Compositions are shareable. And what’s more, they’re degradable: a partial map still functions as a map; one re-drawn from memory on a whiteboard still carries the gist. So shareable, and pragmatically shareable.
Not only are maps in this notation functional for communication, but it’s possible to look at a sketched city map and deconstruct it into its primitive elements (without knowing Lynch’s system) and see how to use those elements to extend or correct the map, or create a whole new one. So the notation is learnable.
🧩 CodeTour is a VS Code extension via Florian Schulz
CodeTour is a VS Code extension that allows you to record and playback guided tours of codebases, directly within the editor. You can create tours and add steps. Just go to any file and click the (+) icon next to the line of code. You can then annotate this. After you’ve added steps, you can then playback a tour.
💬 Ben Wheeler
Hi all! Question: Has anyone worked on, or used, a Jupyter/IPython-style sketchbook/notebook for a blocks-coding (or otherwise child-oriented) environment? Or do you know of any?

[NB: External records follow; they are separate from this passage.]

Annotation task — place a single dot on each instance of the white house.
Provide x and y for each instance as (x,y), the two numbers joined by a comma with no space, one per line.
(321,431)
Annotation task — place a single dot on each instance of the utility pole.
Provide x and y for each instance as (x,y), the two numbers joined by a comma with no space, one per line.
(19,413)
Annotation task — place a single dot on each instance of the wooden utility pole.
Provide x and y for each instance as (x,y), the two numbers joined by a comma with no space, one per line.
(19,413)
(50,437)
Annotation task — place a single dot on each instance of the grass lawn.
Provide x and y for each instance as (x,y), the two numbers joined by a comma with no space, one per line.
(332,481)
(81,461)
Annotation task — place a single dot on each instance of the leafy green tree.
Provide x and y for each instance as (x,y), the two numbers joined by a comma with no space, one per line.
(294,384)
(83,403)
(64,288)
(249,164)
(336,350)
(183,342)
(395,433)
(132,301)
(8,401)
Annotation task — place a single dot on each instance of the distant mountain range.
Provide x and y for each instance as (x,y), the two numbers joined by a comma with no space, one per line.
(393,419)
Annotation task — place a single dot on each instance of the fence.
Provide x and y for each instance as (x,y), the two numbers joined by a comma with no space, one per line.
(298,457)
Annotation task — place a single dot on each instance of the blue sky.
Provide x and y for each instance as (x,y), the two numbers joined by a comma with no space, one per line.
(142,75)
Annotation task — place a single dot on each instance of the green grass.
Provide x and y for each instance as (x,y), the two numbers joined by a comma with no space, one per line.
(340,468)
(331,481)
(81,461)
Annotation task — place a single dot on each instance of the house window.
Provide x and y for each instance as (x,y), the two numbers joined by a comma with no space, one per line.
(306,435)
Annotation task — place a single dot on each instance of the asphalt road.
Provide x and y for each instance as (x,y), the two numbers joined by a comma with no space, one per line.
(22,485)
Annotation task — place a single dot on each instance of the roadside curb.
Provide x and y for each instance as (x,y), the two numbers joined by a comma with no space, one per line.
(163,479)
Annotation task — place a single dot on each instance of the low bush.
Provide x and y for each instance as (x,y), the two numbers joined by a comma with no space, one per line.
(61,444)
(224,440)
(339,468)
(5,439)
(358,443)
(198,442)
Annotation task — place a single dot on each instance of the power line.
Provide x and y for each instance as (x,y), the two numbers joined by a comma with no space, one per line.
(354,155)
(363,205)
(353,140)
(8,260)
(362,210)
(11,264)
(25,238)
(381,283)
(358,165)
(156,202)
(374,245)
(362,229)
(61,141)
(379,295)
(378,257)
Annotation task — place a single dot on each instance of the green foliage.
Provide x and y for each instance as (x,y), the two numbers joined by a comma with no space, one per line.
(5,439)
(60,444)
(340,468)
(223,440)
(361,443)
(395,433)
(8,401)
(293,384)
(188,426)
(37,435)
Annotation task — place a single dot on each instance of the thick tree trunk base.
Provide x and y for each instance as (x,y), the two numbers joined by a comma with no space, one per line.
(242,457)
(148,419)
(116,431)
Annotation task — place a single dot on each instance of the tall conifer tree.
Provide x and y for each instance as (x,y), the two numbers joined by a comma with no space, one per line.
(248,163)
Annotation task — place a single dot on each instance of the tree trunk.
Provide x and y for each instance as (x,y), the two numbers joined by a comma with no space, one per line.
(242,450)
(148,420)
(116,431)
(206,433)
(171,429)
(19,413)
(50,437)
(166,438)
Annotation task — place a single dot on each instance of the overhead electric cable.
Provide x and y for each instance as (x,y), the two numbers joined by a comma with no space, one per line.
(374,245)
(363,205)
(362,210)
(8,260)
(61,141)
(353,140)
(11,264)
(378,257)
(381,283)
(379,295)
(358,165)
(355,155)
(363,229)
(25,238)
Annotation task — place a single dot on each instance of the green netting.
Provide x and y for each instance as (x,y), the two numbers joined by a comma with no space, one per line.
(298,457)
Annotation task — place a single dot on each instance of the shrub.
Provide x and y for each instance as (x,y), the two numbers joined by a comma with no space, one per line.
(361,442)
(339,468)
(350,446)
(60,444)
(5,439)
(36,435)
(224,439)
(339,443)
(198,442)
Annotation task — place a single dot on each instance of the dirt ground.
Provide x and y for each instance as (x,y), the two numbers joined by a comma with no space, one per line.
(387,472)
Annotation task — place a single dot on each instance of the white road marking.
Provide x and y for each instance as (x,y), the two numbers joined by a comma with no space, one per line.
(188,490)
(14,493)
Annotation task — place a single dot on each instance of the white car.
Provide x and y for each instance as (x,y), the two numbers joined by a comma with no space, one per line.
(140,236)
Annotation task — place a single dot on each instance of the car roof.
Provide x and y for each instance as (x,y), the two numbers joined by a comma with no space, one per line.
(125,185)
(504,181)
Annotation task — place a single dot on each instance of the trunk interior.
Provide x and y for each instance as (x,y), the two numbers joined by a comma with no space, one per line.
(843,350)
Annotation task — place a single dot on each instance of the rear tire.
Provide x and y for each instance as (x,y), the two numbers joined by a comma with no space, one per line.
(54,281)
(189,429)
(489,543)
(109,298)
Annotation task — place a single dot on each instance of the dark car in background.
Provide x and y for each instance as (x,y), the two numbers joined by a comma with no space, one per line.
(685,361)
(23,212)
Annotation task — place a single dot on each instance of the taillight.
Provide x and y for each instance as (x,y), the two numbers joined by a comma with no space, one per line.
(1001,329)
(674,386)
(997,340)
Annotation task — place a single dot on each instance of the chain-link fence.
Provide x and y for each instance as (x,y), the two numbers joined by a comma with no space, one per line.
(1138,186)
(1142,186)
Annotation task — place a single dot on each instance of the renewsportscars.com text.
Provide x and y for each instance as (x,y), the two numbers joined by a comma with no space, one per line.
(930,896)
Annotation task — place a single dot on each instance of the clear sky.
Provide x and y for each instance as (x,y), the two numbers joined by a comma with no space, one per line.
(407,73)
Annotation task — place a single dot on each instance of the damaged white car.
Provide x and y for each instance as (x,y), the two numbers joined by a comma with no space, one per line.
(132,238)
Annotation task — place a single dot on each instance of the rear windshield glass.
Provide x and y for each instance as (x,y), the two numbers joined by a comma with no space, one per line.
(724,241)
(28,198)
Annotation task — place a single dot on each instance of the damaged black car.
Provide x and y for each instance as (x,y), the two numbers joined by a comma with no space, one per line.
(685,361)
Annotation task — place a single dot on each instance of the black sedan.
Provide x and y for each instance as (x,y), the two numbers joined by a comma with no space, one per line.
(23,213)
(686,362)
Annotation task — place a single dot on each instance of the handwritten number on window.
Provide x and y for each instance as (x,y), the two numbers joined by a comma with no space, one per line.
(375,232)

📝 How is a Programmer Like a Pathologist? via Shalabh
https://blog.bracha.org/exemplarDemo/exemplar2021.html?snapshot=BankAccountExemplarDemo.vfuel#
This blog post by Gilad Bracha describes the recently added "exemplar" support to the Newspeak programming language. This lets you annotate the code with example values. Whenever you browse code, their IDE then shows you not just the code but also the example values and since the IDE is live you can play around with them.